Il faut plus d'une écoute pour se faire une idée de ce disque. On sera d'abord happés par la vague seventies qui inonde littéralement la majorité des compositions avant de percevoir ce qui fait toute l'originalité de ce groupe.
Depressive Art revisite donc les seventies (voir les années 80), mais très loin de l'évocation pince sans rire ou de la réinterprétation décalée (comme l'avaient idéalement réalisé Dukes of Stratosfear).

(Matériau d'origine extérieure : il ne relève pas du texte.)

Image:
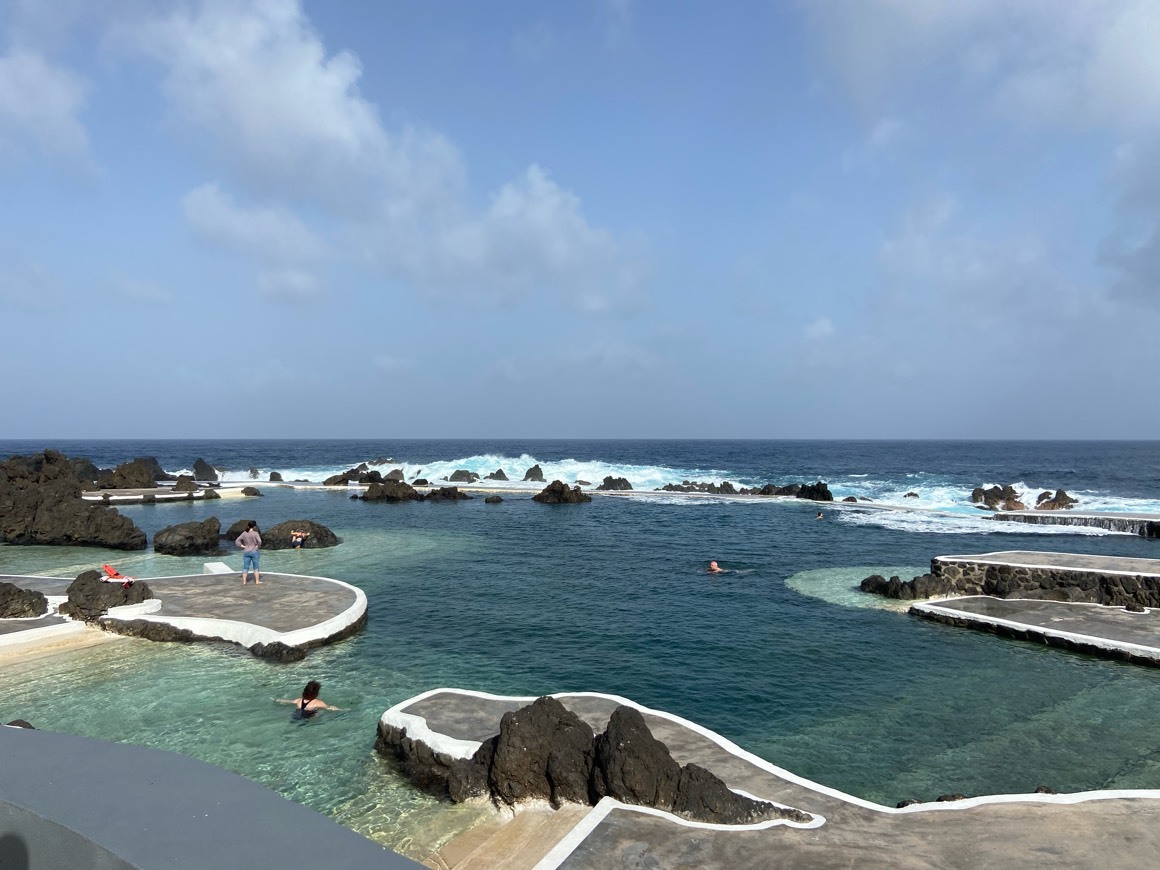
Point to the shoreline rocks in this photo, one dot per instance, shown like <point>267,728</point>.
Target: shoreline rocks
<point>544,751</point>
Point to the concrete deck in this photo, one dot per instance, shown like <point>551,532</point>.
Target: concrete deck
<point>72,802</point>
<point>1100,828</point>
<point>1074,562</point>
<point>294,609</point>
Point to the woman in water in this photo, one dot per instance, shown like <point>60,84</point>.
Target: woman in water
<point>309,703</point>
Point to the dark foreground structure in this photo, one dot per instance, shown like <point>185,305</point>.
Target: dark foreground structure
<point>71,802</point>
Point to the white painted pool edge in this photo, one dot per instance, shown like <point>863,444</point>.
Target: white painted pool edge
<point>1146,652</point>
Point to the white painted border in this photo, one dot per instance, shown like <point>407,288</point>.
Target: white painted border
<point>1144,652</point>
<point>983,558</point>
<point>782,773</point>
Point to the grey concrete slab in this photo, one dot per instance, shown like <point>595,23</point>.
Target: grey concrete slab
<point>1078,562</point>
<point>154,809</point>
<point>1081,831</point>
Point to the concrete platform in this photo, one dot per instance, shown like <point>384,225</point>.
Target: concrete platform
<point>72,802</point>
<point>1089,829</point>
<point>294,609</point>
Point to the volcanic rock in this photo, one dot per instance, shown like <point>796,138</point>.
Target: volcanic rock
<point>1060,501</point>
<point>277,537</point>
<point>89,595</point>
<point>631,765</point>
<point>611,484</point>
<point>191,538</point>
<point>447,493</point>
<point>41,504</point>
<point>544,751</point>
<point>185,484</point>
<point>391,491</point>
<point>203,470</point>
<point>557,493</point>
<point>17,603</point>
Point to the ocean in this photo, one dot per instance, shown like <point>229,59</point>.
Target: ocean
<point>782,654</point>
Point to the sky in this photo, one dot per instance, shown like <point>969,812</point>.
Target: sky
<point>595,218</point>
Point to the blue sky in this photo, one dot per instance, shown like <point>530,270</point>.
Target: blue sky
<point>600,218</point>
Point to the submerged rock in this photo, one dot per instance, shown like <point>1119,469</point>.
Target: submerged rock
<point>191,538</point>
<point>558,493</point>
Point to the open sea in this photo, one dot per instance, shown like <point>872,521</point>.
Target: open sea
<point>782,654</point>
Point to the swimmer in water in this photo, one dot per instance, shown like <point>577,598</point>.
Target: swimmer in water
<point>309,703</point>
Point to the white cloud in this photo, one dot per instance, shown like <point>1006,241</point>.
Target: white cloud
<point>289,120</point>
<point>273,233</point>
<point>38,107</point>
<point>1063,63</point>
<point>289,285</point>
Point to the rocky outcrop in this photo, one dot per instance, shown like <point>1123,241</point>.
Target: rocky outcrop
<point>41,505</point>
<point>546,752</point>
<point>558,493</point>
<point>998,498</point>
<point>615,484</point>
<point>186,483</point>
<point>277,537</point>
<point>17,603</point>
<point>447,493</point>
<point>140,473</point>
<point>391,491</point>
<point>89,595</point>
<point>1059,501</point>
<point>816,492</point>
<point>191,538</point>
<point>203,470</point>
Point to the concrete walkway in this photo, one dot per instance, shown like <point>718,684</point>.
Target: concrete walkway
<point>294,609</point>
<point>1093,829</point>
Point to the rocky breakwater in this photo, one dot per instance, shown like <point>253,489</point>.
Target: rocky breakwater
<point>89,596</point>
<point>818,491</point>
<point>545,752</point>
<point>559,493</point>
<point>954,577</point>
<point>41,504</point>
<point>396,491</point>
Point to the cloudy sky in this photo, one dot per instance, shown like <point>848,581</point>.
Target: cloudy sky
<point>597,218</point>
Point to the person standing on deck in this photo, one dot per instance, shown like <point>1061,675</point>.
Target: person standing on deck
<point>251,543</point>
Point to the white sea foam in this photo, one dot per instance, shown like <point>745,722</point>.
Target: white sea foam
<point>934,523</point>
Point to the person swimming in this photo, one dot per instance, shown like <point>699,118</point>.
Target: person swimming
<point>309,703</point>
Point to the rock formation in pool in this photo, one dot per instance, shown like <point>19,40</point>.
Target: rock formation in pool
<point>558,493</point>
<point>546,752</point>
<point>41,504</point>
<point>191,538</point>
<point>89,595</point>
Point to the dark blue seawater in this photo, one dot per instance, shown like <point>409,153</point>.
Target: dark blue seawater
<point>611,596</point>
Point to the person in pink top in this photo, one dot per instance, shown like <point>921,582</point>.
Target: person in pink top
<point>251,543</point>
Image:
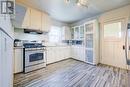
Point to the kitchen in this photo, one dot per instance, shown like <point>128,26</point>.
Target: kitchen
<point>65,43</point>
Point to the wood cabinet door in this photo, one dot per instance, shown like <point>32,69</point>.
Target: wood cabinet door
<point>35,19</point>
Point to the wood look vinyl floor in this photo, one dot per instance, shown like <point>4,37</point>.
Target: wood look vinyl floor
<point>72,73</point>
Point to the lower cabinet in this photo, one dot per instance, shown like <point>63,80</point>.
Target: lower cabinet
<point>55,54</point>
<point>18,60</point>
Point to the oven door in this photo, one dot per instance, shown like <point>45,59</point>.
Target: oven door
<point>34,57</point>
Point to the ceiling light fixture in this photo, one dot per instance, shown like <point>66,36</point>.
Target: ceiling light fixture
<point>83,3</point>
<point>67,1</point>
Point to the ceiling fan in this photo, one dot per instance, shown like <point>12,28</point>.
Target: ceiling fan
<point>83,3</point>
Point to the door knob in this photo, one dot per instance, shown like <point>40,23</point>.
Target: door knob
<point>123,47</point>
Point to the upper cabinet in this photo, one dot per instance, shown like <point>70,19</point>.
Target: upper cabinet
<point>46,22</point>
<point>29,18</point>
<point>66,33</point>
<point>35,19</point>
<point>77,32</point>
<point>26,19</point>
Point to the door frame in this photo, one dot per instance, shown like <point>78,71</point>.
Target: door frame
<point>101,24</point>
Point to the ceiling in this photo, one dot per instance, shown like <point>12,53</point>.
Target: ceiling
<point>70,13</point>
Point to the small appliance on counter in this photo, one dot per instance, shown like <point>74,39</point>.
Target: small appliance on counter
<point>18,43</point>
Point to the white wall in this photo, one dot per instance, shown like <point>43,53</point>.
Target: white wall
<point>19,34</point>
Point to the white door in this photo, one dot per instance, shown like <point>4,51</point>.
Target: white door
<point>113,41</point>
<point>6,65</point>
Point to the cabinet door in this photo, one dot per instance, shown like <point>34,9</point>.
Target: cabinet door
<point>46,22</point>
<point>6,65</point>
<point>18,60</point>
<point>26,20</point>
<point>35,19</point>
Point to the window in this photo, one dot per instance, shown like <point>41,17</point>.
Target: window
<point>112,30</point>
<point>55,34</point>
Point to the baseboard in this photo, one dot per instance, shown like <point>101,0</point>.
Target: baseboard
<point>59,61</point>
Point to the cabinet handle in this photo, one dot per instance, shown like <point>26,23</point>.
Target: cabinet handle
<point>123,47</point>
<point>5,44</point>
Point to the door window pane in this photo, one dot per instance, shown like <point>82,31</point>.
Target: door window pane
<point>112,30</point>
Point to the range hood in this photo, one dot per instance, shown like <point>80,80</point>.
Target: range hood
<point>31,31</point>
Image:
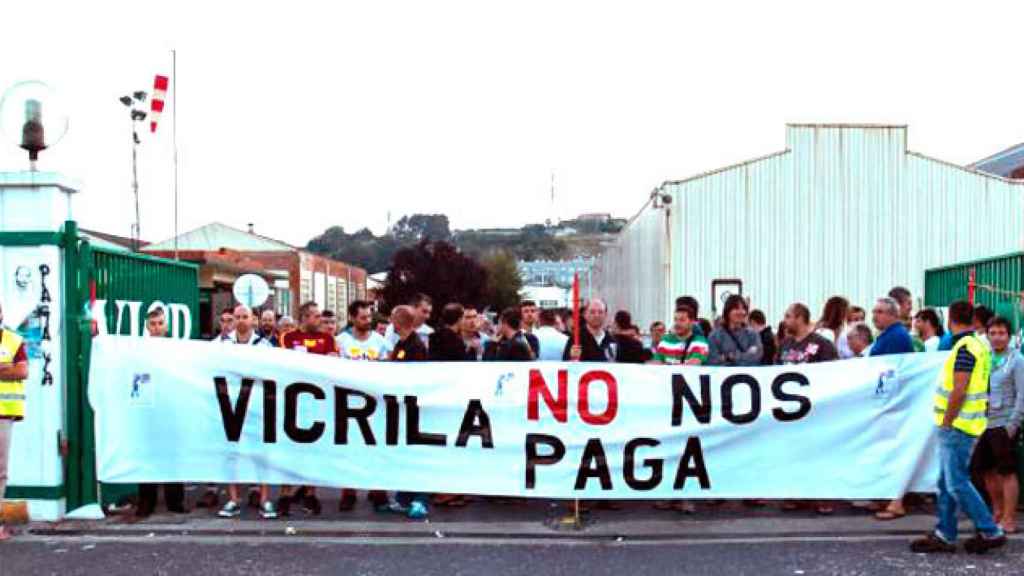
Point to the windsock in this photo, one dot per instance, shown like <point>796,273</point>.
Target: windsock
<point>157,101</point>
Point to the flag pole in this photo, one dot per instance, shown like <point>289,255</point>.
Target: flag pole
<point>576,342</point>
<point>174,139</point>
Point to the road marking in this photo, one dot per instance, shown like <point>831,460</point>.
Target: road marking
<point>607,541</point>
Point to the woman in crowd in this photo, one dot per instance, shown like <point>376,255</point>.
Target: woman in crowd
<point>929,328</point>
<point>832,324</point>
<point>734,343</point>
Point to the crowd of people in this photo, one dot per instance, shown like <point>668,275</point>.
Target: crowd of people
<point>740,336</point>
<point>981,341</point>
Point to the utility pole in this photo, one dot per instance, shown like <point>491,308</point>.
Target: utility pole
<point>137,115</point>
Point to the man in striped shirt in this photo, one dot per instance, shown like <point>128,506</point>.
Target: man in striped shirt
<point>683,344</point>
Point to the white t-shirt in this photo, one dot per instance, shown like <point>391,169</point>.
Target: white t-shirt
<point>842,343</point>
<point>392,338</point>
<point>374,347</point>
<point>552,342</point>
<point>254,339</point>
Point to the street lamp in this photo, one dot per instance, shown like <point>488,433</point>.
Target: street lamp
<point>137,115</point>
<point>32,117</point>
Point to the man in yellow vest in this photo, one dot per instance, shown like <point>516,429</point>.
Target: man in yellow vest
<point>961,404</point>
<point>13,371</point>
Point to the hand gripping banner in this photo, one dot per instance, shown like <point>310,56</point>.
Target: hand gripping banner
<point>190,411</point>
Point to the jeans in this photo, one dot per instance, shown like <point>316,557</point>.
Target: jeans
<point>407,498</point>
<point>955,490</point>
<point>6,427</point>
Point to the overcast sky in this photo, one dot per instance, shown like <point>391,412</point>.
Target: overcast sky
<point>296,117</point>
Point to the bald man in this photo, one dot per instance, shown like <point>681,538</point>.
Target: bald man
<point>245,333</point>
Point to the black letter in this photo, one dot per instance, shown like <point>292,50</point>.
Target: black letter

Réveillant des fantômes, les musiciens se battent pied à pied pour les faire tenir debout et leur insufler une nouvelle vie, le tout dans une ambiance festive obstinée et déployant pour y parvenir une énergie propre à déplacer des montagnes.
Bye Bye Dear Everything s'avère, finalement, un disque tout à fait actuel malgré ses tentations nostalgiques, révélateur des inquiétudes d'une époque atteinte de consumérisme galopant et ayant définitivement renoncés à tout ses rêves. Tout en tentant de réanimer les idéaux perdus d'une époque révolue, Depressive Art sonne le glas des festivités (Breastfed Lies et son ambiance fin de fête et début de gueule de bois, ou la panique contenue de Old Man's Quarter); raison de plus pour s'amuser sans compter pendant que l'orchestre est encore là.